Criamos o bem para recompensar o comportamento útil.
Criamos o mal para punir comportamentos perigosos.
Não foi um ato divino.
Foi uma estratégia evolutiva.
Uma tecnologia psicológica primitiva para não enlouquecer perante o caos e transformar uma espécie frágil em uma civilização dominante.
Esse bem e esse mal não descrevem a realidade.
Eles administram-na.
São uma linguagem de controle emocional.
Um sistema operacional moral.

E como todo sistema... pode ser usado.
Ao longo da história, aqueles que compreenderam isso (reis, padres, impérios, elites financeiras, arquitetos do poder) não o destruíram. Eles aperfeiçoaram-no.

Aprenderam a decidir o que é "bom".
E, portanto, quem é "mau".

Aprenderam que não é preciso governar corpos quando as consciências são governadas.

Que não é preciso violência quando a culpa é dominada.
Que não é preciso correntes quando você controla o significado.
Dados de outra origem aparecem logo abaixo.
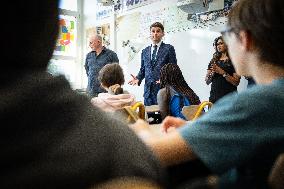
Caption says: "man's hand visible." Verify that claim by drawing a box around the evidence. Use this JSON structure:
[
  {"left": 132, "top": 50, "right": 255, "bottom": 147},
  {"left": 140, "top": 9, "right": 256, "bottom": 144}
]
[
  {"left": 161, "top": 116, "right": 186, "bottom": 132},
  {"left": 129, "top": 119, "right": 155, "bottom": 141},
  {"left": 128, "top": 74, "right": 139, "bottom": 85}
]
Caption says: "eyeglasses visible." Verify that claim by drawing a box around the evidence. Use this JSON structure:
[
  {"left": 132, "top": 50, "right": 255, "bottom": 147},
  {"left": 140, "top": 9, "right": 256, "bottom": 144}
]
[{"left": 220, "top": 27, "right": 234, "bottom": 43}]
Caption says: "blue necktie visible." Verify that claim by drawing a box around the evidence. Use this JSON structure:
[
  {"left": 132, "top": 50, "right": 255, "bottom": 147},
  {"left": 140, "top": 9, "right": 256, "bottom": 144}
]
[{"left": 151, "top": 45, "right": 158, "bottom": 62}]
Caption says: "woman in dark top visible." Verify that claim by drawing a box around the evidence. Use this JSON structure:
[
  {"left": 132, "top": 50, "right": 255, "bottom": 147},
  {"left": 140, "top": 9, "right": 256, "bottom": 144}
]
[
  {"left": 205, "top": 36, "right": 241, "bottom": 103},
  {"left": 157, "top": 64, "right": 200, "bottom": 119}
]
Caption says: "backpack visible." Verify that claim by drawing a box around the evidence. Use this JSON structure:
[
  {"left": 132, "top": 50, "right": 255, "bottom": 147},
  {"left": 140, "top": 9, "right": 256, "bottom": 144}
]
[{"left": 169, "top": 93, "right": 190, "bottom": 120}]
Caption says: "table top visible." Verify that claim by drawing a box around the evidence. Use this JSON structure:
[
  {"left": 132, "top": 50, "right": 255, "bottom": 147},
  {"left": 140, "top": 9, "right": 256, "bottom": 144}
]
[{"left": 145, "top": 105, "right": 160, "bottom": 112}]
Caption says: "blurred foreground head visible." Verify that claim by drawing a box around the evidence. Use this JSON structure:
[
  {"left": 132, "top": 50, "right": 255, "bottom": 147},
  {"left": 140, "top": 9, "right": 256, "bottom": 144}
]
[{"left": 1, "top": 0, "right": 58, "bottom": 72}]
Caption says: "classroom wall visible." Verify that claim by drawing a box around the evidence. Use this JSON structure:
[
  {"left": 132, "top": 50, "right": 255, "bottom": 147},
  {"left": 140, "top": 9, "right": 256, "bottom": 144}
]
[{"left": 81, "top": 0, "right": 247, "bottom": 101}]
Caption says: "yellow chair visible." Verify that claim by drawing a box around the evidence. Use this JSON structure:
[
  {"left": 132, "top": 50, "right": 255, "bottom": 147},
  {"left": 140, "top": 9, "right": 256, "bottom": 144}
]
[
  {"left": 182, "top": 101, "right": 213, "bottom": 121},
  {"left": 123, "top": 102, "right": 145, "bottom": 123}
]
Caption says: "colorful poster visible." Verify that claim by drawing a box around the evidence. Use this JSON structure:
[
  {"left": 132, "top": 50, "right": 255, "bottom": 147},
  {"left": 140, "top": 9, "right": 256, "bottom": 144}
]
[{"left": 54, "top": 15, "right": 77, "bottom": 57}]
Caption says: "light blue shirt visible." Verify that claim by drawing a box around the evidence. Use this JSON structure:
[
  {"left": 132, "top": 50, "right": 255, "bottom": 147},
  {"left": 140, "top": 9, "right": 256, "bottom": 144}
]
[{"left": 179, "top": 78, "right": 284, "bottom": 188}]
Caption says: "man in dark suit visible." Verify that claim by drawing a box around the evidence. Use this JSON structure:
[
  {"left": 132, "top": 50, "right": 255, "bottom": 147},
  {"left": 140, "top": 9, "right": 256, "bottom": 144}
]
[{"left": 128, "top": 22, "right": 177, "bottom": 106}]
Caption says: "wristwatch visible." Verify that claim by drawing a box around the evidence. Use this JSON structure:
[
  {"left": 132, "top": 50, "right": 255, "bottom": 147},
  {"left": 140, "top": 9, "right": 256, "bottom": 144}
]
[{"left": 223, "top": 73, "right": 229, "bottom": 77}]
Depois estaria o outro "bem e errado".

Aquilo a que chamamos de "bem" e "mal" na sua forma pura não é moral.
Não é humano.
Ele não tem intenção.

É vibração. (Mais “alta ou “mais baixa”)
Frequência.
Movimento.
Interação energética.

A mesma força que que queima uma cidade é a que acende uma estrela.
A mesma que destrói um corpo fertiliza uma floresta.
A mesma que provoca a morte sustenta milhões de nascimentos.
O universo não julga.
Não recompensa.
Não castiga.
Apenas transforma.

Mas nossa mente limitada, biológica, assustada, precisa de rótulos. Precisa dividir o incompreensível em categorias suportáveis.
E então nós dizemos: "Isto é bom".
“Isso é ruim”.
Quando na verdade só é compatível... ou incompatível com a nossa forma de existir.